The Lebanon leg of Rice’s mission, not officially announced for security reasons, is aimed at assessing the humanitarian situation in the region, paving the way for increased relief aid and to discuss ways to end the crisis, a senior U.S. State Department official said.
The official said it was Rice’s idea to stop in Beirut, despite the security risks, to show the Lebanese people “we are here, we are concerned.”
“The fact that we are going to go right into Beirut after all that has happened is a dramatic signal to Lebanon and this government,” the official said.
Before her arrival in Lebanon, Rice said the United States recognized the need for a cease-fire between Israel and Hezbollah, but only when the conditions are right.
“We believe that a cease-fire is urgent,” Rice told reporters on a flight from Washington to a refueling stop in Ireland. “It is important, however, to have conditions that will make it sustainable.”
Siniora has been calling for a cease-fire in the conflict, which began July 12 after Hezbollah guerillas captured two Israeli soldiers and killed three others in a cross-border raid. Since then, Israeli artillery and warplanes have been pounding Lebanon while Hezbollah has fired hundreds of rockets into northern Israel.

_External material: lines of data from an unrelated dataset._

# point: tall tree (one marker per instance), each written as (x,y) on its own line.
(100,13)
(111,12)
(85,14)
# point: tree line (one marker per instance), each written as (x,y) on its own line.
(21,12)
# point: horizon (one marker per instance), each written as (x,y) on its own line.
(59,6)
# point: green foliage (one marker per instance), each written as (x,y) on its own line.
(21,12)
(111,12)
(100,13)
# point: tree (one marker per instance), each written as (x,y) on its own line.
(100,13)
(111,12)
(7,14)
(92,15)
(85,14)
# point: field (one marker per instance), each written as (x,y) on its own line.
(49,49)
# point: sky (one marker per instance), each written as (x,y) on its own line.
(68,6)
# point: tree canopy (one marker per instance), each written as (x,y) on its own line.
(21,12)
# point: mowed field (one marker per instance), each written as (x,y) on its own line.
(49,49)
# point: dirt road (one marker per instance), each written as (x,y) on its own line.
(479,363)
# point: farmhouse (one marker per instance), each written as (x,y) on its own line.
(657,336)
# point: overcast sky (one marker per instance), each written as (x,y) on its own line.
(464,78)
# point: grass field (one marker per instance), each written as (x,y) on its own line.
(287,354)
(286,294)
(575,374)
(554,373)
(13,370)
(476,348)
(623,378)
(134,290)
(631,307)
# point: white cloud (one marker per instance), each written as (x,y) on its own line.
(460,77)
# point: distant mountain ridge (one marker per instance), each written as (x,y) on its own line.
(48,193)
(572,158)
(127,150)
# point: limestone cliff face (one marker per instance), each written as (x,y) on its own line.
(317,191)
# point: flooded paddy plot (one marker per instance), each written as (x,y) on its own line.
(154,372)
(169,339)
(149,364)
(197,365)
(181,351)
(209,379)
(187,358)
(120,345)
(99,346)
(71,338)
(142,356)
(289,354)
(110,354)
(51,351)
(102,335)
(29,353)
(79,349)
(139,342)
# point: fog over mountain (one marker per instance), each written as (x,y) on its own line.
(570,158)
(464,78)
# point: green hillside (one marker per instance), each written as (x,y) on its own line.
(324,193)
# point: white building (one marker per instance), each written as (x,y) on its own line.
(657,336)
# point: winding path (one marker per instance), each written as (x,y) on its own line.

Rice’s visit follows trips to the region by European and U.N. diplomats who’ve joined Lebanon’s calls for a cease-fire. The United States has not called for an end to the fighting, arguing that leaving Hezbollah in place on Israel’s northern border would only make further conflict inevitable.
Rice said she has been consulting with U.N. and Israeli officials about elements of a cease-fire that would ensure Lebanon had control of its country.
“The really important thing here is that whatever we do has to contribute to Lebanon’s regaining sovereignty over all its territory,” Rice said.
“It’s just very important that we work urgently, but that we also work in a way that is going to push this forward, not backwards.”
Rice is scheduled to visit Israeli Prime Minister Ehud Olmert in Israel and Palestinian President Mahmoud Abbas in the West Bank. She will also attend an international conference in Rome, Italy, on crafting a peace agreement and shoring up Lebanon’s government.
Rice does not plan to meet with Hezbollah or with Syrian leaders.
Marking the level of diplomatic leverage being applied to this trip, U.S. Assistant Secretary for Near Eastern Affairs David Welch and deputy national security adviser Elliot Abrams are traveling with Rice and will stay in the region as the secretary of state continues to Rome and Kuala Lumpur, Malaysia, later in the week.
“We intend to treat the government of Lebanon with the respect that it deserves and also with the great desire … to see it able to extend its sovereignty over its territory,” Rice said.